Toodaloo Posted June 17, 2016 Posted June 17, 2016 You are trying to compare a potato to an engine exhaust... Yes its that big a difference between people. Quit worrying about her and start worrying about you. Who gives a toss what a girl who goes rubber banding back to exes thinks? Chances are one day she will try and rubber band back to you and then what? You will have moved on anyway and will be dating a great girl because you learn from your mistakes... 1
stillafool Posted June 17, 2016 Posted June 17, 2016 It could be that this guy is not better it's just that she learned from her past mistakes with you and is now a better gf. That happens. We are supposed to learn from past mistakes.
Author FTM042014 Posted June 17, 2016 Author Posted June 17, 2016 Thank you everyone for taking the time to reply to my thread.
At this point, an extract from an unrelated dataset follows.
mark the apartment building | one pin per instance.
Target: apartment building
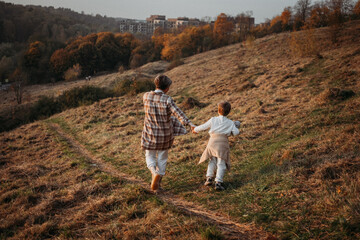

Sometimes you need to just let off steam and hear feedback. In general I'm light-years better. Focusing on myself. I'm doing a lot of new things, helping others too. This is still my bugaboo hanging around like that one dude at the office no one likes but you get stuck with him at the Holiday party. Just won't go away completely and doesn't catch a hint at all. I look forward to the day when I just don't care! Until then I try to not sugarcoat it and accept that she didn't follow through with me for whatever reason. I did NOTHING wrong and I was raised right so I'm a good guy and a great bf. She left and is with someone else. She does not want to be with me and that's it. I must live my life and do what makes me happy. She is no longer a part of that equation and that is hard but it's ok.